レクサプロ(一般名: エスシタロプラム)は、SSRI(選択的セロトニン再取り込み阻害薬)と呼ばれるタイプの抗うつ薬です。日本では、うつ病・うつ状態と社会不安障害(社交不安障害)の治療薬として使われています。
このページでは、レクサプロの効果と作用の仕組み、副作用、効果が出るまでの期間、減らし方・やめ方までをまとめました。すでに服用中の方も、これから処方を相談する方も、気になるところから読んでいただければと思います。なお、ここでの説明は一般的な情報であり、実際の飲み方は診察のうえで主治医が個別に判断します。
どんな薬か
レクサプロは、脳内のセロトニンの働きを整えることで、気分の落ち込みや不安を和らげることが期待される抗うつ薬です。添付文書上の効能・効果は「うつ病・うつ状態」と「社会不安障害」で、うつ病の治療だけでなく、人前での強い緊張や不安が続く社交不安障害にも使われます。
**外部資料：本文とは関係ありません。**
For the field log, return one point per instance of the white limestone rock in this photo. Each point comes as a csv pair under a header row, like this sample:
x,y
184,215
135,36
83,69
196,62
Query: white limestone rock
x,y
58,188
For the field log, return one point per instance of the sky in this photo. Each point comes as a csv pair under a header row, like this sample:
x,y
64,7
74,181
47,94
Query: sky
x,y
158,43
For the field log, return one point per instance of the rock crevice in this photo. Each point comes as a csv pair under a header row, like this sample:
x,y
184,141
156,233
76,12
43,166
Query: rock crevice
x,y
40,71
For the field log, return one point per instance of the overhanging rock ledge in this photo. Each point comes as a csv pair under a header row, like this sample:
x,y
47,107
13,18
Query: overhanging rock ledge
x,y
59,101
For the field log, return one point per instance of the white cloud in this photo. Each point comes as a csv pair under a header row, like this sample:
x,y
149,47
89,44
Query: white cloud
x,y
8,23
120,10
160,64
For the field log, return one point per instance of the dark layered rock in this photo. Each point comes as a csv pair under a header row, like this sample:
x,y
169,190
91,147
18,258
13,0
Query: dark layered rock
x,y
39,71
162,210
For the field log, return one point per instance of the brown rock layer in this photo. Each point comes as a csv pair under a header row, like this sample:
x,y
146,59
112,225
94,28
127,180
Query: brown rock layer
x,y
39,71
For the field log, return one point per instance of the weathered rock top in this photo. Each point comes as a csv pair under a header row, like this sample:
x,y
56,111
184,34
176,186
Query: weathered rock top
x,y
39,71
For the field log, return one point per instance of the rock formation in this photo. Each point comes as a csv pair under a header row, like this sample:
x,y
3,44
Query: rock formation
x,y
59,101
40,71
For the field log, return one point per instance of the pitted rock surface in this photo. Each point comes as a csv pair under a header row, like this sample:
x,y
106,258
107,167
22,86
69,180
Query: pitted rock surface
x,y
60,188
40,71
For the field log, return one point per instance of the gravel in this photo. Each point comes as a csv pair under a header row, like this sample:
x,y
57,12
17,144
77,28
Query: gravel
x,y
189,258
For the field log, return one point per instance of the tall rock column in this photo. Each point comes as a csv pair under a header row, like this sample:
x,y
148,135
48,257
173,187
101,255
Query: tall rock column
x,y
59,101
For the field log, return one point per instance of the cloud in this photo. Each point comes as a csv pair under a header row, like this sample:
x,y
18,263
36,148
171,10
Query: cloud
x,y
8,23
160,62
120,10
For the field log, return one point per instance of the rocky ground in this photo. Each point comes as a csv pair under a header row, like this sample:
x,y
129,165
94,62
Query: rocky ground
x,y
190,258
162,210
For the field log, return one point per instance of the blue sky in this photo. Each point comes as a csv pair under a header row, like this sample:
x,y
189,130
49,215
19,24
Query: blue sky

錠剤には10mgと20mgの規格があります。1日1回の服用で済み、SSRIのなかでも標準的な薬の一つとして、うつ病や不安の治療で最初に検討されることの多い薬です。
効果と作用の仕組み
脳内では、セロトニンという神経伝達物質が、気分や不安の調節に関わっていると考えられています。うつ病や不安障害では、このセロトニンの働きが低下している可能性が指摘されています。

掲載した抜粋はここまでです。